To the eyes of a twenty-first century reader, the phrases ‘church and state’ and ‘religion and state’ might seem similar, even synonymous. But in the late eighteenth century, these phrases captured a tension between church and religion.
For the Revolutionaries in North America, ‘church’ was a human institution, which, although perhaps founded with admirable intentions, had been corrupted and was in fact often the tool of the King. Britain’s Anglican Church was fueled, not with freely-given donations, but with taxes.
The Anglican Church, and its American offspring, the Episcopal Church, was, until 1776, the only authorized church in the thirteen colonies. Often, the Church had little to do with genuinely spiritual matters, and emphasized instead legalistic morality and ceremonial propriety.
Casting off the Anglican Church in the Revolution, the Americans saw themselves as become more religious, not less, in the act of dethroning the church. They didn’t want a government to impose institutions, traditions, and rules by acknowledging, funding, and authorizing a church to be the ‘established’ church.
In the terminology of the day, a church was ‘established’ if it was recognized by the government as the only official and authorized church, and if the government subsidized the church with taxpayer money. The American Revolution intended to energize and liberate religion by disestablishing the church. Freed from institutionalism and legalistic tradition, religious thought would energize the political process. This is why the First Amendment says that “Congress shall make no law respecting an establishment of religion, or prohibiting the free exercise thereof.”
So it was, that when George Washington was organizing chaplains for the spiritual care of his troops, that he was little interested in their denominations - Episcopal, Presbyterian, Baptist, Quaker, Lutheran etc.
They would not be working for the church. They’d be working for Continental Army. Historian Tim Townsend writes:
When George Washington was desperate for a chaplain to minister to his drunken Virginia backcountry troops, he asked the governor to provide him one, writing that the absence of a chaplain reflected “dishonor on the regiment.” Some of Washington’s soldiers told him they’d pay a chaplain’s salary from their own pockets, but Washington said he’d rather have a chaplain appointed as an officer because that would have “a more graceful appearance.” A chaplain, Washington wrote, “ought to be provided, that we may at least have the show if we are said to want the substance of Godliness.” When Washington became commander of the Continental Army on July 2, 1775, he found fifteen chaplains among the army’s twenty-three regiments. He encouraged the chaplains to lead weekly worship services, and he eventually admitted ministers of eight denominations into the chaplaincy and urged his commanders to facilitate the free exercise of religion among their troops.
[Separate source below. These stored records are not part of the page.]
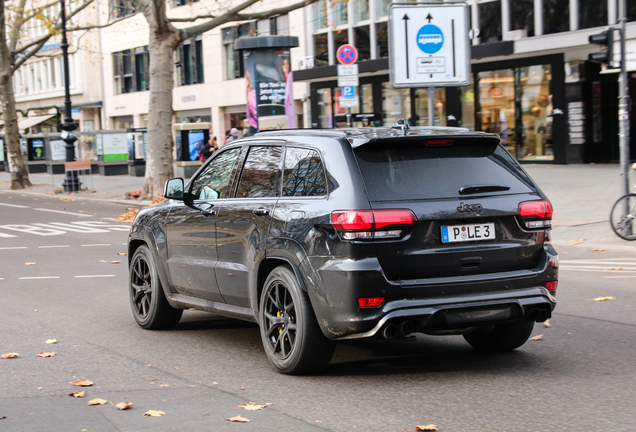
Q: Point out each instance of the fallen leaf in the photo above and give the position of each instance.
(82, 383)
(252, 406)
(430, 427)
(10, 355)
(240, 419)
(124, 405)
By discarding ‘establishment,’ the Americans would encourage ‘the free exercise’ of religion. This took forms which, to the twenty-first century eye, seem odd: Thomas Jefferson discouraged Congressmen from attending worship in churches in or near the capital; instead, he organized services in government buildings, reading aloud from the Bible, singing hymns, and praying. Jefferson himself participated regularly.
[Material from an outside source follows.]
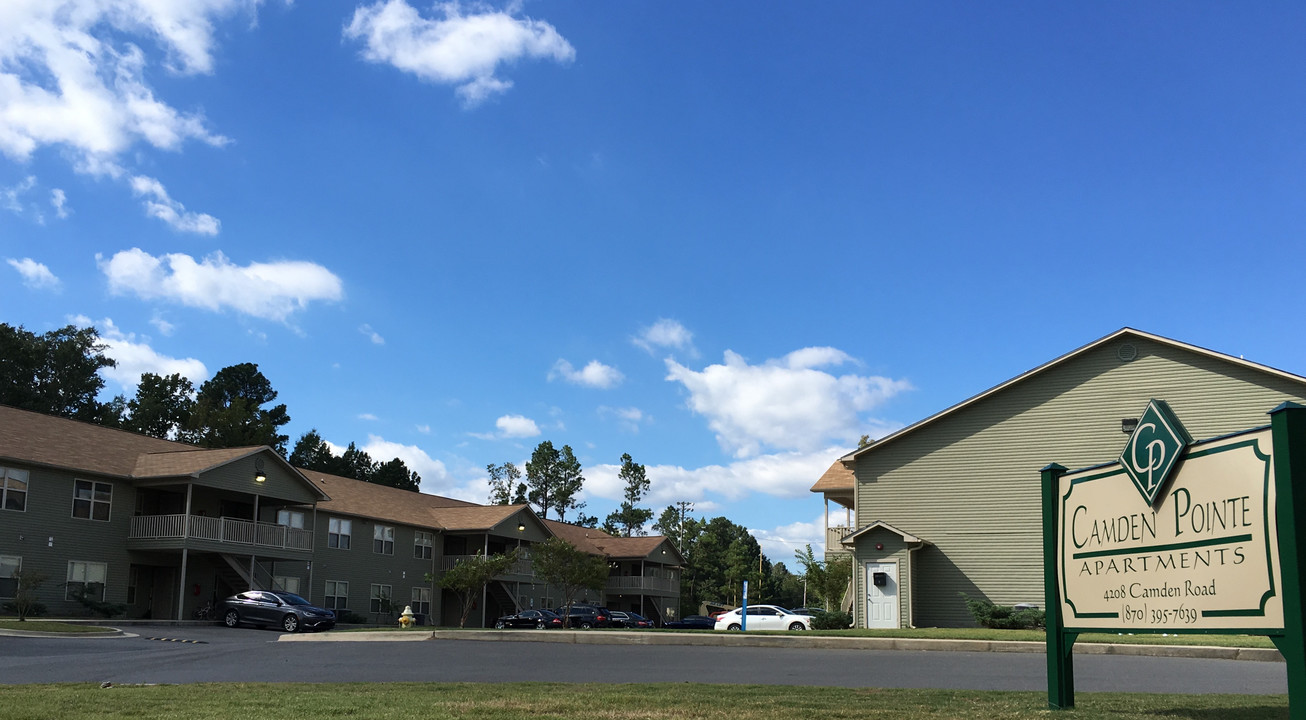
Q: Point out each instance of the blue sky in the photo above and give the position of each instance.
(724, 238)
Jefferson understood himself to be freeing the government from the influence of church, while infusing what he understood to be a purer form of spirituality into the political process.
When offices were created for Chaplain of the United States Senate and Chaplain of the House of Representatives, it was understood that those who filled them were no longer to be in the employ of any church.
As the old saying goes, “he who pays the piper calls the tune.”
On the logic that whoever pays a worker determines what he does, the principle of ‘disestablishment’ required that the government hire and pay the chaplain. The ‘separation of church and state’ meant that no church could have an employee within the government.
Rather, by hiring its own chaplains, the government was getting religion without the church: it was not a staffer of any church, but rather the government’s own employee who explained the Bible, preached, and organized prayers and hymns.